Celle qui ambitionne de former « des dirigeants aptes au discernement et à l’esprit critique » s’est en effet révélé un cancre en matière de formalités administratives. Incapable de communiquer des informations basiques au ministère sur le fonctionnement de sa future école, comme l’avait déjà relevé l’émission Quotidien, de Yann Barthès, sur TMC. Dans la déclaration d’ouverture de l’Issep, transmise au rectorat de Lyon, Marion Maréchal promettait ainsi 450 heures d’enseignement et une liste de quelque 21 professeurs. Mais, fin septembre, son dossier ne renseignait plus que 90 heures de cours et apportait des informations lacunaires sur à peine six professeurs.

Le 3 octobre, le rectorat a donc réclamé par courrier des pièces complémentaires. Quinze jours plus tard, un responsable de l’Issep est venu les déposer en mains propres. Las, cette fois, ce sont les éléments concernant la direction de l’école qui pêchaient. Légalement, la direction d’un établissement supérieur doit en effet être assurée par un des administrateurs de l’école mentionnés dans la déclaration d’ouverture. Or ce n’était pas le cas de Marion Maréchal. Le 4 janvier, l'Issep a enfin reçu l'autorisation d'ouvrir un établissement d'enseignement supérieur privé et il est officiellement ouvert depuis le 14 janvier.

Diplôme non reconnu

Pour cette première rentrée, les étudiants ne se sont de toute façon pas bousculés au portillon. A ce jour, une quinzaine d’élèves ont intégré le magistère 1 de Management de projets et sciences politiques, et évoluent dans les 300 mètres carrés du rez-de-chaussée d’un immeuble moderne du quartier d’affaires de Lyon. A titre de comparaison, le plus petit Institut d’études politiques, celui de Rennes, compte plus de 1 300 étudiants et Sciences-Po Paris en accueille quelque 13 000 chaque année. Histoire d’attirer de nouvelles recrues, l’école organise régulièrement des conférences de personnalités médiatiques ouvertes au public. Dernier en date, le journaliste Eric Zemmour devait présenter le 14 novembre son best-seller Destin français. « Ils essaient de draguer les enfants de la bonne bourgeoisie conservatrice lyonnaise, commente un connaisseur du projet. Mais ce n’est pas gagné. »

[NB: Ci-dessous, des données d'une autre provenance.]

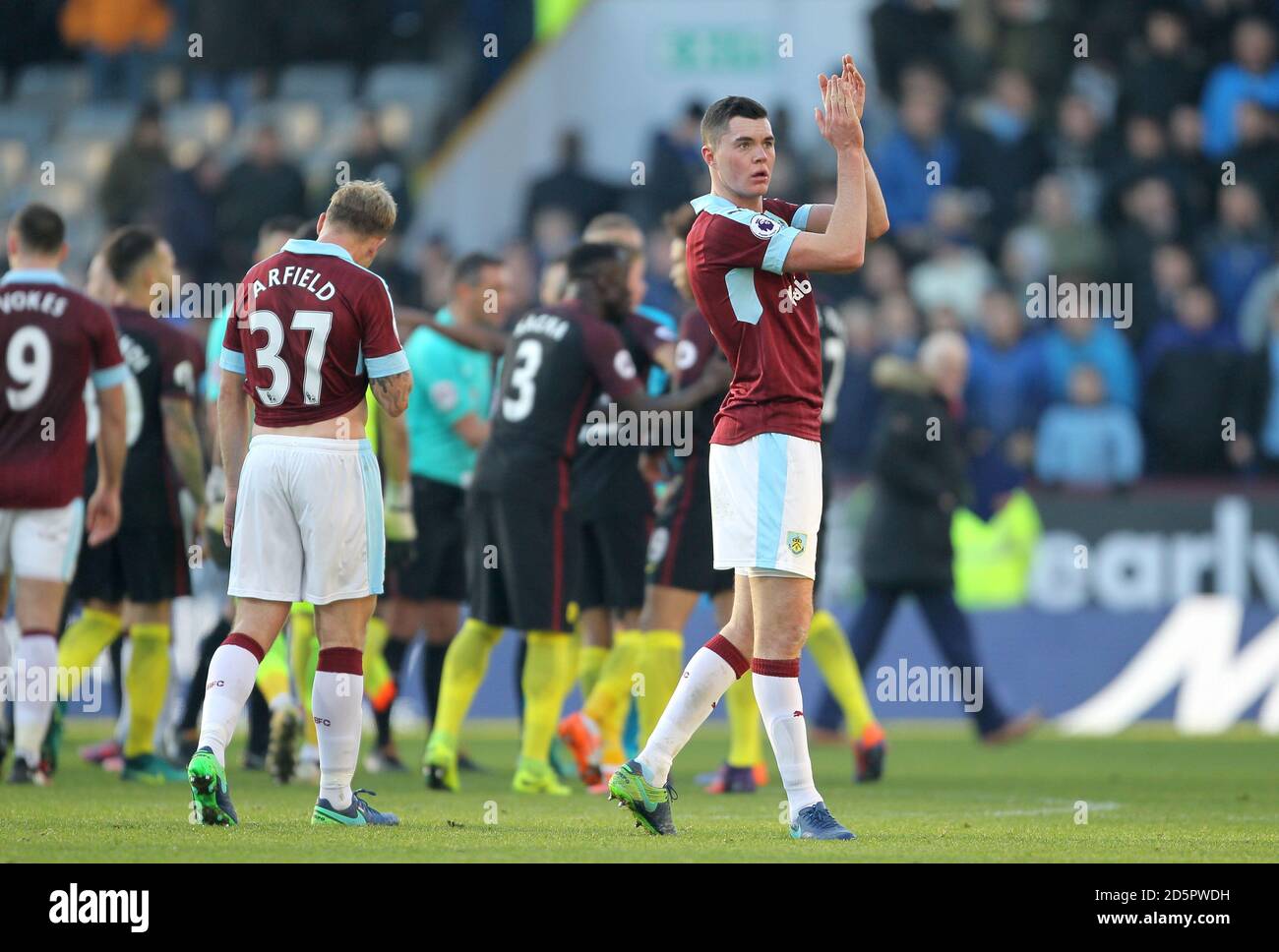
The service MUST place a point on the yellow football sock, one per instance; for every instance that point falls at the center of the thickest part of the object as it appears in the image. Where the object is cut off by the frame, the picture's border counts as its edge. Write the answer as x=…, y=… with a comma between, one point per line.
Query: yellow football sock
x=379, y=684
x=84, y=640
x=834, y=657
x=148, y=684
x=743, y=724
x=273, y=674
x=661, y=660
x=548, y=667
x=463, y=670
x=303, y=657
x=610, y=700
x=589, y=660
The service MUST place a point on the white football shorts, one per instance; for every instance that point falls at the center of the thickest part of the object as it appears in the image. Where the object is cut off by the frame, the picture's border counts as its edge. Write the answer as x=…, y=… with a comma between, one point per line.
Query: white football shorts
x=766, y=504
x=308, y=521
x=41, y=543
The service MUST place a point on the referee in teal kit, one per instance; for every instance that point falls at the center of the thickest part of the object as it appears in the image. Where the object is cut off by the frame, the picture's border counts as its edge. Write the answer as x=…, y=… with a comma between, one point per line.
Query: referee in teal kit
x=448, y=421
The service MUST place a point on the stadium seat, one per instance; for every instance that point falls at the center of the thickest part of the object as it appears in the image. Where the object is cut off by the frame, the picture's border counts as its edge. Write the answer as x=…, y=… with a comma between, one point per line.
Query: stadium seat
x=404, y=82
x=56, y=89
x=30, y=127
x=325, y=84
x=301, y=124
x=100, y=120
x=206, y=123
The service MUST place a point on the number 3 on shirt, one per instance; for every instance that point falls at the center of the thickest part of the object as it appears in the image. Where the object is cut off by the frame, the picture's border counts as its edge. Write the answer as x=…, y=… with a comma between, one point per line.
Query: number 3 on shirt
x=318, y=324
x=528, y=358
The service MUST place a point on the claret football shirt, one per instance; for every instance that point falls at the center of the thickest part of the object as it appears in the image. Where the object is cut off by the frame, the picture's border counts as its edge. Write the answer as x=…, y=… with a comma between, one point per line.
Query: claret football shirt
x=310, y=328
x=762, y=317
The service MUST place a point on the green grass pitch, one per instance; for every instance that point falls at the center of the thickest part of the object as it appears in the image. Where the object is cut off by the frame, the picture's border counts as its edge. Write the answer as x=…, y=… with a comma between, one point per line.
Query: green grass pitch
x=1150, y=794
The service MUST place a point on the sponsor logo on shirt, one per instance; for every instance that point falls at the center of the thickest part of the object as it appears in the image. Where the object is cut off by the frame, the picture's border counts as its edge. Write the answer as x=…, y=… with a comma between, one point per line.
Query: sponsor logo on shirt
x=763, y=226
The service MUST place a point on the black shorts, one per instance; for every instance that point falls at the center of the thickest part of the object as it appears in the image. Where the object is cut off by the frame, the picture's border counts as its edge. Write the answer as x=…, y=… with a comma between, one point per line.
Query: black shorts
x=438, y=567
x=681, y=552
x=614, y=550
x=142, y=564
x=520, y=556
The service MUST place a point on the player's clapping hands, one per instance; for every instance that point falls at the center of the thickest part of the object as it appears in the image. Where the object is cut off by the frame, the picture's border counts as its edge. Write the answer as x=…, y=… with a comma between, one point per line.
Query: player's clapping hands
x=838, y=115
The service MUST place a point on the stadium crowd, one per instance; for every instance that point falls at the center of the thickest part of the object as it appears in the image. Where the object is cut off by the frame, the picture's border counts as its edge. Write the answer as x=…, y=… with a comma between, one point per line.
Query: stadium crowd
x=1127, y=146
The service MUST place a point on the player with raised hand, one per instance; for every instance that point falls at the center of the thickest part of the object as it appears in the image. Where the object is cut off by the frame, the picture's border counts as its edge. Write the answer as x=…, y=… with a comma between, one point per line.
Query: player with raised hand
x=312, y=328
x=52, y=338
x=749, y=257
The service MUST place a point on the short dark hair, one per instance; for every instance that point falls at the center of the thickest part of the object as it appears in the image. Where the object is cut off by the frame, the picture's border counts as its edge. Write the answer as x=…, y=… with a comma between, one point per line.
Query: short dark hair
x=126, y=248
x=468, y=268
x=39, y=229
x=586, y=259
x=716, y=119
x=288, y=224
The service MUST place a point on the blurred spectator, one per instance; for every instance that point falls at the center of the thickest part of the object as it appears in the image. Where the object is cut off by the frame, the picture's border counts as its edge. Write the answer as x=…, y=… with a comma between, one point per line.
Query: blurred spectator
x=1192, y=383
x=231, y=58
x=1090, y=441
x=1090, y=338
x=1198, y=174
x=677, y=171
x=1151, y=220
x=858, y=397
x=1237, y=250
x=1251, y=76
x=1253, y=320
x=135, y=179
x=570, y=188
x=1164, y=69
x=902, y=163
x=265, y=184
x=1173, y=271
x=1005, y=387
x=1077, y=153
x=120, y=41
x=955, y=275
x=1258, y=406
x=1058, y=235
x=898, y=325
x=908, y=32
x=1005, y=149
x=190, y=214
x=1256, y=158
x=372, y=160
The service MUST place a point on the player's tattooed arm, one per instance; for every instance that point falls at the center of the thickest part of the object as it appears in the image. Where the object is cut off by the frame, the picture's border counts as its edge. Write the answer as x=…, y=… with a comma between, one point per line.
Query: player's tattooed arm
x=877, y=209
x=392, y=391
x=182, y=443
x=842, y=247
x=233, y=428
x=472, y=430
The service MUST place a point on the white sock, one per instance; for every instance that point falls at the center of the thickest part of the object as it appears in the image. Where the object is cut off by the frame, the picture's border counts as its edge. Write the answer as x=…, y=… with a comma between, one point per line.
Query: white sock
x=703, y=683
x=230, y=682
x=30, y=717
x=337, y=705
x=781, y=709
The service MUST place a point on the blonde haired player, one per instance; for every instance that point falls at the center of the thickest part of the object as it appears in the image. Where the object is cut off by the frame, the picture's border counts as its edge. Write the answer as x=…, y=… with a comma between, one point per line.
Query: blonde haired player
x=312, y=328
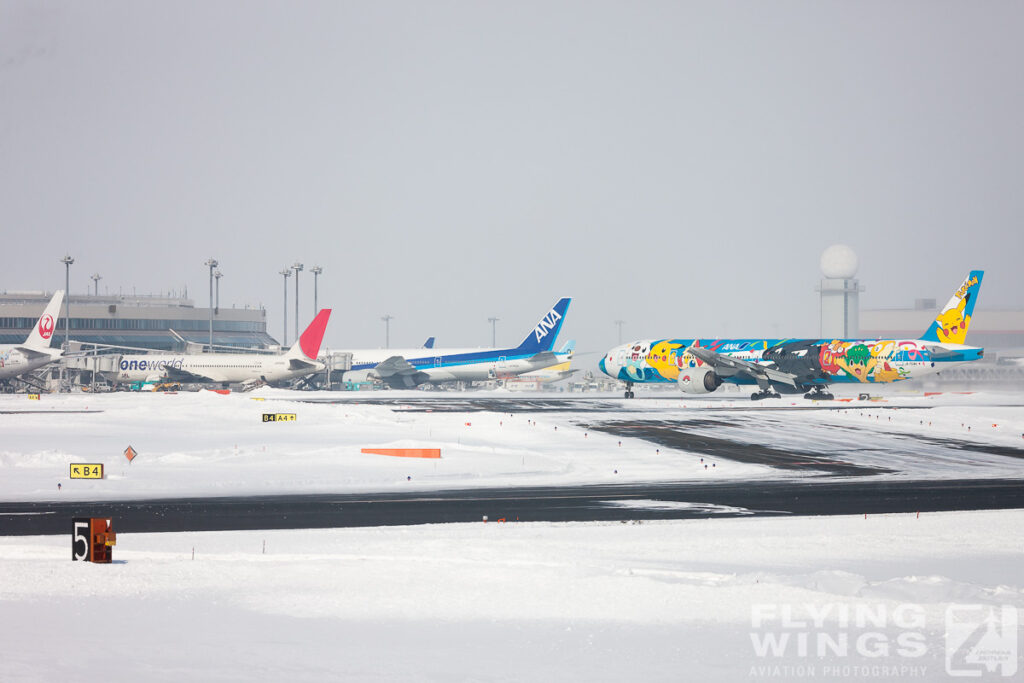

Le fait que les magistères de l’école ne soient pas reconnus par l’Etat freine les inscriptions. D’autant que l’année coûte 5 500 euros. « Nous ne vendons pas un tampon de l’Etat, mais bien une formation d’excellence qui permet d’être compétitif sur le marché du travail », affirme sans rire Marion Maréchal. Dans trois ans le délai minimum légal , elle tentera néanmoins de décrocher le précieux sésame de l’Etat. D’ici là, l’Issep cherche à nouer un partenariat avec une université italienne ou d’autres facs européennes, afin de jouer sur les équivalences de diplômes entre établissements européens. « On va profiter des bons côtés de l’Union européenne », sourit un membre de l’équipe.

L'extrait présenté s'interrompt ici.